Saturday, January 19, 2013

The roles of mindfulness and concentration

The roles of mindfulness and concentration

           Samatha means calm or concentration. Concentration in Vipassana bhavana is a mental training process in which mindfulness is the most important element. Although mindfulness and concentration are two distinct mental faculties, having function of their own, they do depend on one another and should therefore be cultivated together in a balance manner.

           The relationship between concentration and mindfulness is somewhat delicate and sensitive. By definition, concentration refers to the faculty of mind to focus on single object in a sustained and uninterrupted manner. In order to achieve the state of one - pointedness, it is necessary for the attention to remain unremittingly focused on the meditation object for a long period of time. This presupposes the use of force; the meditator constantly applies will power to remain mental focus on the object of meditation.

           Contrarity, mindfulness, on the other hand,  requires no use of force or will to maintain a mental focus other than the application of bare awareness to the object of experience. Constant practice of mindfulness leads to refine sensibilities and the ability to recognize realities according to their true nature.

           When mindfulness developed together with concentration mindfulness performs the function of selecting an object for concentration and subtly helping to maintain the focus on that particular object. It is a state of bare awareness of the object of experience, involving no desire or aversion, no force of will or attachment.
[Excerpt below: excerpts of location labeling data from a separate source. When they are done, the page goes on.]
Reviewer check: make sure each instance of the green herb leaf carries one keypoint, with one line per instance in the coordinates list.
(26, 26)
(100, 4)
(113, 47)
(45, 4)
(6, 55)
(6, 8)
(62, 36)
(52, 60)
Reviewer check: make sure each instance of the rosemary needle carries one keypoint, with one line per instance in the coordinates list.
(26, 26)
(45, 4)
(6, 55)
           If mindfulness is strong, concentration will likely become more strengthened, and vice versa. When the mind is concentrated, mindfulness is more able to refine the inner sensibilities and to sharpen mental faculties. This finally leads to the development of penetrative insight enabling a perception of all phenomena in their true and undistorted state and purifying the mind of all defilements.
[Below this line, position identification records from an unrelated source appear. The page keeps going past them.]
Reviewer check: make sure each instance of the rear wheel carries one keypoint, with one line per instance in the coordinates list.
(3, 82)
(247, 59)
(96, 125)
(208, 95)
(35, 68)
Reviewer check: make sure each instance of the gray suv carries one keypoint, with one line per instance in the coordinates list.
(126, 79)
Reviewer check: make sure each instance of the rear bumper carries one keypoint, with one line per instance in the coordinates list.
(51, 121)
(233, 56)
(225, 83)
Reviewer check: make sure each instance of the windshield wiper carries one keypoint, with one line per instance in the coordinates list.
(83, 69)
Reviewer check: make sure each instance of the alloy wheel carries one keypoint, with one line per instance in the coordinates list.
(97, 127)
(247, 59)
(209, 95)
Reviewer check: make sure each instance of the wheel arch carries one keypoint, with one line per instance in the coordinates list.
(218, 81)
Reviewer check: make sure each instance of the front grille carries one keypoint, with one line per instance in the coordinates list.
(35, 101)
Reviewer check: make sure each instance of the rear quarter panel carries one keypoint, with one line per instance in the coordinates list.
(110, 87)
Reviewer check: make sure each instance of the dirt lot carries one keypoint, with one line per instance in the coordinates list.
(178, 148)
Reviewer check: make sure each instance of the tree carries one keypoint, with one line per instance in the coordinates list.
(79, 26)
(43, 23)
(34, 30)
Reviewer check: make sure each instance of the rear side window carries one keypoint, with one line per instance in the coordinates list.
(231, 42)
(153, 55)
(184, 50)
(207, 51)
           Mondfulness is also capable of talking in and dealing with everything that comes within the field of sensory and mental experience while concentration focuses on one single object that has been chosen for the purpose and rejects all others.

            Basically, it is concentration that generates the mental power and the necessary stillness of mind that mindfulness provides direction and guidance to that energy. Concentration and mindfulness balances in proportion will result in greater understanding and insight, which are most vital in spiritual practice.
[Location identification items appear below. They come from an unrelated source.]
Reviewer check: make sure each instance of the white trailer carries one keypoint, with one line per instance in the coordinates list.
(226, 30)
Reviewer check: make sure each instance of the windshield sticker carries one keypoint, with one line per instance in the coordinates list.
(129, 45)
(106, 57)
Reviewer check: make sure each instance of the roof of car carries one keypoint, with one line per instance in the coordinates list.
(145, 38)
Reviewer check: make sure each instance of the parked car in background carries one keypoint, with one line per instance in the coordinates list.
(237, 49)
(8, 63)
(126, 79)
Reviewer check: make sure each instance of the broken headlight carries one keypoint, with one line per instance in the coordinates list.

            Right concentration is a wholesome type of one - pointedness, which supports wisdom and strengthens other wholesome virtues. The power of concentration is the factor used to suppress all mental contaminants such as sensual desire, ill will, laziness, sloth, torpor and vacillation, giving the opportunity for wholesome spiritual qualities to arise and grow. If concentration is weakening, or the mind drifts from the meditation object, mindfulness immediate takes note of that and assists concentration to regain its footing.

            It is so obvious that, it is the function of concentration to stabilize the mind and hold the mental focus steady onto the object of the meditation. Therefore mindfulness plays a supportive role and in addition continues on from where concentration ends. In this way, concentration and mindfulness the whole process of mental development, which is meditation, one of the threefold of Trisika, according to Buddhism.

            Please observe that the mental training in which only samadhi, at any level, is used through the entire process of practice is called as samatha, although one who attained much more than just concentration practice, that is vipassana bhavana in which mindfulness and concentration should be cultivated together in a balance manner.